In conversation with Utcarsh Agrawal, data scientist at Akaike Technologies

1) How is data analytics in healthcare reducing costs for hospitals?

With the advent of Electronic Health Records (EHRs), healthcare professionals (HCP) can not only improve patient care but also streamline tasks and reduce errors, ultimately resulting in substantial cost savings. It’s now become easier to forecast demand for the operating room and ICU, resulting in efficient scheduling and resource allocation.

Accurate staffing is crucial, as half of a hospital’s budget goes into labour costs. Data analytics empowers HCPs to proactively tackle staffing challenges by forecasting needs and considering factors like historical data, local trends, and seasonal infections, leading to efficient shift management and cost-effective hiring operations.

Through data analytics, HCPs can identify high-risk patients and take preventive measures to lower 30-day hospital readmissions, ultimately reducing hospital expenses. Additionally, predicting patient no-show appointments helps HCPs offer free slots to other patients, enhancing revenue and customer experience.

2) Can you share examples of AI/ML techniques that have improved any healthcare project you’ve worked on?

Akaike Technologies is actively exploring ways to improve the effectiveness of medicines. Traditionally, drug efficiency trials involve testing medications on real-life patients directly through injections, which is time-consuming and expensive. However, by leveraging AI, computer vision and data analytics, we can now predict how well a medicine can work on patients, saving valuable time and reducing risks associated with human trials.

Another exciting project we are working on is detecting heart rate and 20 other vital signs using a mobile device. This data can empower HCPs and nutritionists to offer personalized healthcare plans to patients based on real-time information. 

Analytical tools, however, are a real game-changer in supply chain cost management. HCPs can track crucial metrics and automate processes with these tools, which are super-efficient assistants.  

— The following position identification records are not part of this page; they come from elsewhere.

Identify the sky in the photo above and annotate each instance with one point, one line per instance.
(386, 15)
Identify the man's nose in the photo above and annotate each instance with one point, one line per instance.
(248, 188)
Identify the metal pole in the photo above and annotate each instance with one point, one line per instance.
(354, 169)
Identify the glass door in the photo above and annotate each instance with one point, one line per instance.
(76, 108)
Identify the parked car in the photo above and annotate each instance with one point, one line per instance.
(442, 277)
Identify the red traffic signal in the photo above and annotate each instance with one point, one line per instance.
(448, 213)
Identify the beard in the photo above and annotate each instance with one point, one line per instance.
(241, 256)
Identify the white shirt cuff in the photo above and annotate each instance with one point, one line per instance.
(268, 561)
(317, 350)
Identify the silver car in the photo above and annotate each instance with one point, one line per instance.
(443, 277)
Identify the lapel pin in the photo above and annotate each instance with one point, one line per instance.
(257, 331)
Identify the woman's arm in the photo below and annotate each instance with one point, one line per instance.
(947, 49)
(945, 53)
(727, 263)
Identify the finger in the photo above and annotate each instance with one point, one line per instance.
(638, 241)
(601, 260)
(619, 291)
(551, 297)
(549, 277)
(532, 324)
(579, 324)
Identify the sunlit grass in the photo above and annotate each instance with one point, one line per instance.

3) Congratulations on the recent publication of your paper in Springer Link. What are the findings of your latest research?

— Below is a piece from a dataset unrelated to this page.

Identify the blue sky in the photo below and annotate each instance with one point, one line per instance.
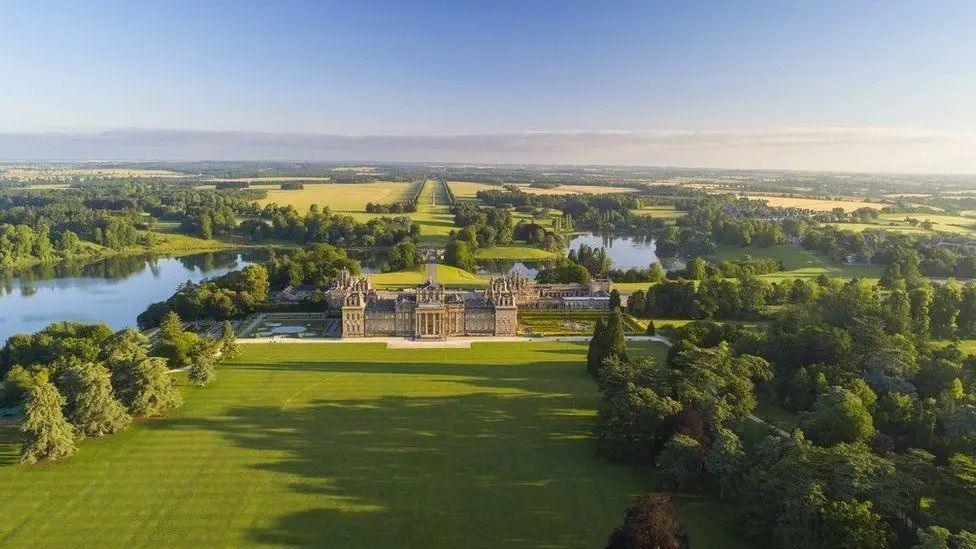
(495, 68)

As one of the world’s leading causes of death, lung cancer is the subject of my most recent paper. In this study, I focused primarily on reducing death rates while improving patient outcomes through early detection.

    Along with the assistant professor of JSS Technical Education, Ms Swathi Prakash, I explored the potential of machine learning and deep learning techniques to analyze histopathological images and predict early-stage lung cancer. 

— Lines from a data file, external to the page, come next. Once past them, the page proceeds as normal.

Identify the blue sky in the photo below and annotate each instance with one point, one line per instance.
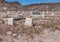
(25, 2)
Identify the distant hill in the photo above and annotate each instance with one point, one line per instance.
(41, 7)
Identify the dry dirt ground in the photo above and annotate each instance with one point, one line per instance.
(41, 31)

    However, one of our challenges was training deep neural networks from scratch using medical imaging data. Gathering a large number of labelled images proved difficult. So, to address this obstacle, we delved into the world of transfer learning, fine-tuning pre-trained models to suit our needs. 

    Our study used the pre-trained EfficientNet-B0 model, which we fine-tuned explicitly for lung cancer detection. The results were impressive, with the designed model achieving high accuracy rates of 99.15% on the training set, 99.14% on the validation set, and 98.67% on the test set.

    Our research contributes significantly to lung cancer detection using deep neural networks, highlighting the potential of transfer learning in medical image analysis. This technology can play a significant role in reducing mortality rates associated with this devastating disease by enabling early and accurate diagnoses.